Faith In Congress?


The 115th Congress, which was sworn in this week, is more Jewish — and more Christian — than the general U.S. population. And new Jewish members of Congress are the largest group of any non-Christians serving for the first time.

Those are among the findings of “Faith on the Hill,” a study of representatives’ religious affiliation released this week by the Pew Research Center.

According to the study, based on data supplied by CQ Roll Call and follow-up Pew phone calls, while adults who identify as religiously unaffiliated — the so-called “nones” — constitute 23 percent of the general public, they make up only a fraction of a percent of Congress.

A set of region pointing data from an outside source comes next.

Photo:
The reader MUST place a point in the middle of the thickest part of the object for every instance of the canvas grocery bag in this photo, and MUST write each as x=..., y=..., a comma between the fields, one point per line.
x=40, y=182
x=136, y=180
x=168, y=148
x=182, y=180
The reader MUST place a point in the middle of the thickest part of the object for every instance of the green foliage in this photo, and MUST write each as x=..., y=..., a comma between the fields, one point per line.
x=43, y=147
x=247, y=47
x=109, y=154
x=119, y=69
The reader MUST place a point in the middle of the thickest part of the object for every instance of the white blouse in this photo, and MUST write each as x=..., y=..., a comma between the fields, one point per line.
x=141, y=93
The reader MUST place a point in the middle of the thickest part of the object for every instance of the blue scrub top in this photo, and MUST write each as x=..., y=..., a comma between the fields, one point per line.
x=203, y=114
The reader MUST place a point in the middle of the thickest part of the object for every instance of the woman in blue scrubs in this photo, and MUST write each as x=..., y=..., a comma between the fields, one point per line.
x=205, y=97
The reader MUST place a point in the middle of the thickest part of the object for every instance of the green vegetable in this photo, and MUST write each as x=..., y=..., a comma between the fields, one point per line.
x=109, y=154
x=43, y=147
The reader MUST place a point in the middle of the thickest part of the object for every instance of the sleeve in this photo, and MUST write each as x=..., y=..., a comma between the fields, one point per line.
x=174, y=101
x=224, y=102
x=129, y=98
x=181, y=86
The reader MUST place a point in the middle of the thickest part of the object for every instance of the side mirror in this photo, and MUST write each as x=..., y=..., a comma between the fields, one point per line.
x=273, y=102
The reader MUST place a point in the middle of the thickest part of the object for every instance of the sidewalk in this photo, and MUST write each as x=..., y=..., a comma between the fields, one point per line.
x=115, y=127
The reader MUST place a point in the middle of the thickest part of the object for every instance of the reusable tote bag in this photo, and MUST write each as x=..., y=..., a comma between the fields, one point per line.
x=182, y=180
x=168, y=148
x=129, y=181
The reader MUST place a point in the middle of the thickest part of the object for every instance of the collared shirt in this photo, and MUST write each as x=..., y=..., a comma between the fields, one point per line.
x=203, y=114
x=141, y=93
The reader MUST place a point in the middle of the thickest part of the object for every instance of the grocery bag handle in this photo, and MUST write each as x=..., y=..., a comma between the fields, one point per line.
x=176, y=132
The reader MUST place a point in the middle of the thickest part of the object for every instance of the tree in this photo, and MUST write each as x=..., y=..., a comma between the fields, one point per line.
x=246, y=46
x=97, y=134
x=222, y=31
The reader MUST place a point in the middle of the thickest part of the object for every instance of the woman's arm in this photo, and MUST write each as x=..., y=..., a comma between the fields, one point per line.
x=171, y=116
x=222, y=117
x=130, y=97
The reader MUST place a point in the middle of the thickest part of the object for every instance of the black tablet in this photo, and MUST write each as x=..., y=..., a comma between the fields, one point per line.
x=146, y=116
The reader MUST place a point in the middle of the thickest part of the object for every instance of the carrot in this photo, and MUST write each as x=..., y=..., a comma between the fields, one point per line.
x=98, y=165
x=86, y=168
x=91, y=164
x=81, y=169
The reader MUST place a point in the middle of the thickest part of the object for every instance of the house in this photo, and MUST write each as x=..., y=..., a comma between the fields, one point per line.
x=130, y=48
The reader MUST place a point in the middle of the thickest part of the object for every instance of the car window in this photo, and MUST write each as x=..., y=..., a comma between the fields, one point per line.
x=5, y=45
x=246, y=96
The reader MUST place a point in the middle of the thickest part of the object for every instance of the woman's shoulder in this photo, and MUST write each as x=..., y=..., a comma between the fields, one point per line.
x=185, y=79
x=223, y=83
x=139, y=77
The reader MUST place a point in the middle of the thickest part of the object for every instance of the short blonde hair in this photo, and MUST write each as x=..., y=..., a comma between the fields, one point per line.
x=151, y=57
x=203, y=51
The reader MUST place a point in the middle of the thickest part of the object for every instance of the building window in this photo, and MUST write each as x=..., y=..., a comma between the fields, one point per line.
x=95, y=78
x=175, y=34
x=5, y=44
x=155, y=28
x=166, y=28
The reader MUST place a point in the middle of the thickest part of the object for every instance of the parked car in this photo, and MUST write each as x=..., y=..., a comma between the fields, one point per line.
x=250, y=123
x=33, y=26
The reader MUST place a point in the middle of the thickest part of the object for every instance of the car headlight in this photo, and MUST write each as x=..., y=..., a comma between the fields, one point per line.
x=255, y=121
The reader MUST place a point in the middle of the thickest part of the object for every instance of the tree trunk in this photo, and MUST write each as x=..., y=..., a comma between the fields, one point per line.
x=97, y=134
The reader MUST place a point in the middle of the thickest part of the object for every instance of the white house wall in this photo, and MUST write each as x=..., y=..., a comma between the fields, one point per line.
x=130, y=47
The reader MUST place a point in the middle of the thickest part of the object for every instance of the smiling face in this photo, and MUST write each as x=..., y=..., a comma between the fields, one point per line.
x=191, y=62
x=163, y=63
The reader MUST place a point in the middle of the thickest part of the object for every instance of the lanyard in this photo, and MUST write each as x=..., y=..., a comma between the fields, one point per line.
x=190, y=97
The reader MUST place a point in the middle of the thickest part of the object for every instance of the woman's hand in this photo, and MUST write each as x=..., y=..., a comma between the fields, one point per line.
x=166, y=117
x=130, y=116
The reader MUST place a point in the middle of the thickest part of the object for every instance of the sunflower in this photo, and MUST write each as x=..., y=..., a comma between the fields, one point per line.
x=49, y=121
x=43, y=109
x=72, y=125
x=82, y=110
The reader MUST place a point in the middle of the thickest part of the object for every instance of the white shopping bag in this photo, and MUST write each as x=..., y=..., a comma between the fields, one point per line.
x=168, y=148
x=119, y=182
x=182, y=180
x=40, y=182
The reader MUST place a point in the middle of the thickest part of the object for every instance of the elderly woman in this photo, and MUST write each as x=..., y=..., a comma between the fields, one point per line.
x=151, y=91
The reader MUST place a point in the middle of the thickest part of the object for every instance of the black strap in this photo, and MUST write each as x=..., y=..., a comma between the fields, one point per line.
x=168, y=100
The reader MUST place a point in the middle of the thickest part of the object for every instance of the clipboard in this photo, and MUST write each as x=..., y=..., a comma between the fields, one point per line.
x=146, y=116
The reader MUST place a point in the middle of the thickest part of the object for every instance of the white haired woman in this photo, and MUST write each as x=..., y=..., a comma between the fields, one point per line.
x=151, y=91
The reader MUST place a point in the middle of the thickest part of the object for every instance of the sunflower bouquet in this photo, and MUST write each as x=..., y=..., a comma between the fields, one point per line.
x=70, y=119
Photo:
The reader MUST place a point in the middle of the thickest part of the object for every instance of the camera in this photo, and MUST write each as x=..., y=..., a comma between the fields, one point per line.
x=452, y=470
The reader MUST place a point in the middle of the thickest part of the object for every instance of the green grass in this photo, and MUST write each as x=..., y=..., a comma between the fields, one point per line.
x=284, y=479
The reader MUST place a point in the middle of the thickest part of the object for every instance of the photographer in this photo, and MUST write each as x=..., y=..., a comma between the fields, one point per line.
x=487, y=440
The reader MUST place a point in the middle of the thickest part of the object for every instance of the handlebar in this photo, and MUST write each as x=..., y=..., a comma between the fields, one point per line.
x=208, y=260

Pew studies have shown that “it would be a liability” for a candidate to espouse no religious affiliation or no belief in God, said Greg Smith, who coordinates Pew’s polling on religious issues.

In other words, it’s bad politics, especially in the South, to be seen without a religious faith. “We don’t have data on [members of Congress’] religious beliefs or practice,” only that they identify with one religion or another.

The figures for the overall percentage of Jewish members of Congress, which have hovered between 5 and 8 percent in the last generation, contain no surprises; they have consistently stayed above the share of Jews in the overall U.S. population — 2 percent.

Of the 62 members of the freshman class of the 115th Congress, half are Protestant and about a third are Catholic — of the remainder, 8 percent are Jewish.

The Jewish contingent in the House grew from 19 to 22. Five Jews were newly elected to the House, while the Senate Jewish contingent dropped from nine to eight. Jewish candidates who won seats as Democrats were Josh Gottheimer, in New Jersey’s 5th District; Brad Schneider, in Illinois’ 10th; Jacky Rosen, in Nevada’s 3rd; Jamie Raskin, in Maryland’s 8th; and Republican David Kustoff, in Tennessee’s 8th.

“It’s not a negative at all” for a Jewish candidate to run for Congress, which did not have Jewish members until 1845 and had relatively few Jewish members until the second half of the 20th century, Smith said.

“It’s perfectly clear that in the 21st century Jews can be elected from places where the number of Jews is very small, where the Jewish vote does not matter,” said Jonathan Sarna, professor of American Jewish history at Brandeis University. “America has reached a point where to be a Jew [running for office] is normal.” Witness the presidential candidacy of Sen. Bernie Sanders and New York Sen. Chuck Schumer as Senate minority leader.

Sarna pointed to another sign — three Jewish justices now sit on the Supreme Court: Ruth Bader Ginsburg, Stephen Breyer and Elana Kagan.